Zeo membiarkan Adhira mendorong dan memukuli dadanya. Pemuda itu terlalu emosi hanya untuk sekedar menatap mata Adhira.
"Maksud lo apa mau pindah rumah hah, lo mau bawa gue pergi? Lo buat mama sama ayah gue ngusir gue. Lo mau apa sih Zeo!" amuk Adhira.
Zeo menatap Adhira, ah, sekarang ia tau apa alasan perempuan itu mengamuk. Ini sudah dua hari berlalu setelah ia meminta izin kepada dua mertuanya. Tapi Zeo memang belum membicarakannya dengan Adhira. Mungkin perempuan itu tau dari kedua orang tuanya.
"Setelah lo hancurin gue, lo juga mau nguasain hidup gue sialan! Gue gak mau ikut lo, lo tau itu." kata Adhira menggebu. Emosinya terus meningkat saat kedua orang tuanya menanyakan niatan pindah nya yang katanya sudah didiskusikan dengan Zeo.
"Lo harus ikut gue!"
"Gue gak mau, lo gak berhak atur hidup gue. Kalau lo mau pergi, pergi aja gue juga gak butuh cowok brengsek kayak lo disini."
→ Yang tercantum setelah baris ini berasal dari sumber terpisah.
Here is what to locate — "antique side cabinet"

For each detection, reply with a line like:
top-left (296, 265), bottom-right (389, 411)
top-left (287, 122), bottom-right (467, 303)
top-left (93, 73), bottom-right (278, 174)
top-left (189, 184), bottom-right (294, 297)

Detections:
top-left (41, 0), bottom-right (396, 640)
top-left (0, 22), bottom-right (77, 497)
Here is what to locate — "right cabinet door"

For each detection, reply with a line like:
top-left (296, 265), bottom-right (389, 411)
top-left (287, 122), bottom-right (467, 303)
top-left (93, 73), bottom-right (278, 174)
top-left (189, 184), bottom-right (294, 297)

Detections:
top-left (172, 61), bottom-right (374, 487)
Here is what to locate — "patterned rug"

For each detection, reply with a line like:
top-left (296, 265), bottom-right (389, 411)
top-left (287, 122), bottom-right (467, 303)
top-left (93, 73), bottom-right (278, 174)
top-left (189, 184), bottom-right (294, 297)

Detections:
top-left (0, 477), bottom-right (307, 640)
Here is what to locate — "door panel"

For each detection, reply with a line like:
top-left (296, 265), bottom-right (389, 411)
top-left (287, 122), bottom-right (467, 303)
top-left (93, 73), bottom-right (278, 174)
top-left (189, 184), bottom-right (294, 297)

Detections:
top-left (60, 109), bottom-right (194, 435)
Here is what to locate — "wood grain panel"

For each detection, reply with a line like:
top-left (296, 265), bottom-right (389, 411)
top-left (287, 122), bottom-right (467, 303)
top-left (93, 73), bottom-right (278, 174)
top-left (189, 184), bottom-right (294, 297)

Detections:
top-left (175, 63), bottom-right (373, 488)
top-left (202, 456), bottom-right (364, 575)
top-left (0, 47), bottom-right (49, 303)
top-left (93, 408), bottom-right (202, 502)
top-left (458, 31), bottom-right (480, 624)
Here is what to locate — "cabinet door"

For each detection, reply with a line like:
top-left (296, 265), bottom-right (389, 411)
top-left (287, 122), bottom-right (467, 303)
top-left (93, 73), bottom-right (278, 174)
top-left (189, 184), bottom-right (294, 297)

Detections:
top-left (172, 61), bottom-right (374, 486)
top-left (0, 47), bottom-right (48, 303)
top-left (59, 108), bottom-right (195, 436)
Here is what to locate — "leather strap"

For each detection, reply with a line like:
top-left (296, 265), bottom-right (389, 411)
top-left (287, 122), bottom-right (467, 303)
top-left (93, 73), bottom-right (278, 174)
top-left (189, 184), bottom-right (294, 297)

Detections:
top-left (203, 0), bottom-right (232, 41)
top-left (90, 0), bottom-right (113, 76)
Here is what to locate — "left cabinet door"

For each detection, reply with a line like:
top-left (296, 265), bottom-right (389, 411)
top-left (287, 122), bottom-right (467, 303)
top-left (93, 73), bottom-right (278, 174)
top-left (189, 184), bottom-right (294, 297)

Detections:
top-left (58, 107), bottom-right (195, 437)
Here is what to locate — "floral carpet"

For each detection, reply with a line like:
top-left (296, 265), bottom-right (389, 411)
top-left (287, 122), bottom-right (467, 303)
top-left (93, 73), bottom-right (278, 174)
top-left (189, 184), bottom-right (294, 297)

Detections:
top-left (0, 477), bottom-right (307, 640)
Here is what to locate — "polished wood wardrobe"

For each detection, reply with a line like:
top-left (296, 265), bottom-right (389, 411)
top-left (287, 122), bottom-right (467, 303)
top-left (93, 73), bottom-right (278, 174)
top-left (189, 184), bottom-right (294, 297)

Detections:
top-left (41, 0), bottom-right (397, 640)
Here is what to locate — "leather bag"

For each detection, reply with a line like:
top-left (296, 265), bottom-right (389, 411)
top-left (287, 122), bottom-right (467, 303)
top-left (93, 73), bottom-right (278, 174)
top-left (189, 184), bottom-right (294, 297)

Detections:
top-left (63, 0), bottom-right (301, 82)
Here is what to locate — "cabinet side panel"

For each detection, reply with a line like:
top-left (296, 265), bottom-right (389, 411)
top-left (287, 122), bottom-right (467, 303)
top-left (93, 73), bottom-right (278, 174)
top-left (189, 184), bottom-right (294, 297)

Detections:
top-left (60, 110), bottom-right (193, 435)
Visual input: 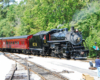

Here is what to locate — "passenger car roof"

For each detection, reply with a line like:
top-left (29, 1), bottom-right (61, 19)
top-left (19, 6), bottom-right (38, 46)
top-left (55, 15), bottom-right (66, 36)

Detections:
top-left (0, 35), bottom-right (30, 40)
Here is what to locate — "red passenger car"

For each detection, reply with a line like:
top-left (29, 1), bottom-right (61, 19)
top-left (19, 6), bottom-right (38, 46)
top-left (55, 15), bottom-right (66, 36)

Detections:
top-left (0, 35), bottom-right (33, 53)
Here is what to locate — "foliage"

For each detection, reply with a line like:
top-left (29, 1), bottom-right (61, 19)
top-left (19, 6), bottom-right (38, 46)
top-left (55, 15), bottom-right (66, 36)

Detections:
top-left (0, 0), bottom-right (100, 57)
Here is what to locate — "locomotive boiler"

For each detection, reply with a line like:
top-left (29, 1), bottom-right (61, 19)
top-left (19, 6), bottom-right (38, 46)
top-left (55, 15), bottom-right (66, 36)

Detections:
top-left (29, 27), bottom-right (89, 59)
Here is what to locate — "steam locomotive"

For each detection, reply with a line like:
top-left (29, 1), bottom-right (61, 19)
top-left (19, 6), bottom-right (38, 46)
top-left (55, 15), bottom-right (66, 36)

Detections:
top-left (0, 27), bottom-right (89, 59)
top-left (29, 27), bottom-right (89, 59)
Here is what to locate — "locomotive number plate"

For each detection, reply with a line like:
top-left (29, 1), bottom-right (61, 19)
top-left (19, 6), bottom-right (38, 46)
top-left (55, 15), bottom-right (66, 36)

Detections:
top-left (32, 43), bottom-right (37, 46)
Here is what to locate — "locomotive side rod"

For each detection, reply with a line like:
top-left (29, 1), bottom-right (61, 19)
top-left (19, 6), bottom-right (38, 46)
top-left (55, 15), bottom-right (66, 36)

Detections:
top-left (4, 54), bottom-right (68, 80)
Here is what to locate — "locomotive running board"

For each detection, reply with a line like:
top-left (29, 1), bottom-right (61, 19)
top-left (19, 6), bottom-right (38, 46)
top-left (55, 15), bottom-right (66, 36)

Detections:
top-left (30, 48), bottom-right (42, 51)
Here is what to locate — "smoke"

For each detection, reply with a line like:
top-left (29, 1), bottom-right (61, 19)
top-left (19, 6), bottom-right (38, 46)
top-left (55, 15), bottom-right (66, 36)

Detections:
top-left (70, 1), bottom-right (100, 26)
"Lo istri gue." tekan zeo.
"Oya? Gue gak ngerasa tuh, "
"Adhira!"
"Apa!"
"Lo ikut gue pindah!"
"Gue gak mau!! Gue gak sudi hidup sama lo."
Zeo mengangguk, "Gue gak nanyak atau nawarin, gue cuma ngasih tau, sekarang beresin barang-barang lo, setelah gue kelulusan besok, kita langsung pindah."
"Gue gak mau, ini rumah gue!"
"Lo itu istri gue bangsat! Lo harus ikut gue. Jangan buat hidup gue makin ribet bisa! Kepala gue uda pusing mikirin banyak hal lo tau itu!" ujar zeo menunjuk Adhira.
"Gue bukan istri lo brengsek, kita cuma keiket sama anak ini kan? Ok, dari pada gue ikut lo pindah mending gue gugurin aja ini anak. Dia cuma nyusahin gue aja. Lagian gue juga gak sudi berbagi darah brengsek lo itu ke anak sia- Akh Zeo!" Adhira menjerit kesakitan saat Zeo mencengkram pipinya.
"Lo berani nyakitin anak gue, Mati lo ditangan gue. Ngerti lo-" ujar Zeo yang sekarang sudah ke mode dingin dan iblisnya.
"Ngerti gak lo Adhira!"
"S-sakit Zeo!"
Zeo mendorong Adhira pelan, pemuda itu mengusap wajahnya, mengambil ponselnya yang pecah dan keluar dari kamar. Meninggalkan Adhira yang terisak-isak memukuli perutnya. Ia benci anak ini sedalam-dalamnya.
***
"Lo mau ikut gue?" tanya Zeo keesokan paginya. Hari ini ia akan menerima pengumuman kelulusan serta perpisahan sekolah. Dan ini juga hari terakhir ia berjumpa dengan teman-temannya. Ketiga temannya itu akan melanjutkan hidup seperti yng sudah diatur orang tua mereka masing-masing.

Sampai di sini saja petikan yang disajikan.